Automatic visual inspection for pharmaceutics.
About the project
Our client is a Swiss startup that specializes in computer vision for the healthcare industry. They design a counting solution based on machine learning that enables automatic counting and tracking of multiple types of objects.
Radency engineer was tasked with connecting a medical labels printer into the system's workflow as well as integration of a computer vision solution into the QA process.
Computer vision integration
The computer vision integration via the gRPC protocol was done in order to perform a print quality inspection.
Label printer integration
We've integrated with the label printer and implemented the programmatic generation of the labels in Node.js so that users automatically generate adhesive labels with all necessary count information
PDF reports generator
At the end of each counting operation, the system provides detailed PDF reports with all identification data.
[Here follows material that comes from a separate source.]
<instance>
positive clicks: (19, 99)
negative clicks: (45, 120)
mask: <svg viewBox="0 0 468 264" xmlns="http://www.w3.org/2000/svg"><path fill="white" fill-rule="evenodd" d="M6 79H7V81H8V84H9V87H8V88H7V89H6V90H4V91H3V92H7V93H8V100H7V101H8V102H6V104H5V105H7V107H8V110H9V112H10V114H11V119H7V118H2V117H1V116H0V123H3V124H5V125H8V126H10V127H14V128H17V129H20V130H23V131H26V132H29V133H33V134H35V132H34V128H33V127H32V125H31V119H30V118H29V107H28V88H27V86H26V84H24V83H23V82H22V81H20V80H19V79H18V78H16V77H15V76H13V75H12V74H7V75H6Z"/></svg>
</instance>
There is no place for mistakes in automatic visual inspection. Hence, we’ve employed a number of techniques to assure solution quality:
Covered the Node.js and Angular codebase with unit tests.
Created system test documentation
Created Swagger Open API documentation
Angular \ TypeScript \ RxJS \ Electron
Nest.js \ PostgreSQL \ gRPC \ Docker
1 software engineer on a full-time basis
After assessing candidates we handpicked a developer that completely fulfills the client’s requirements and started working immediately.
The client needed to extend their in-house development capacity with one Radency engineer. During communication, we clarified the project’s goals and requirements, defined necessary skills and desired workflow to assemble the best-fit candidate.
Integration and delivery
Radency engineer smoothly integrated into the client’s project following their preferred management approach and tools.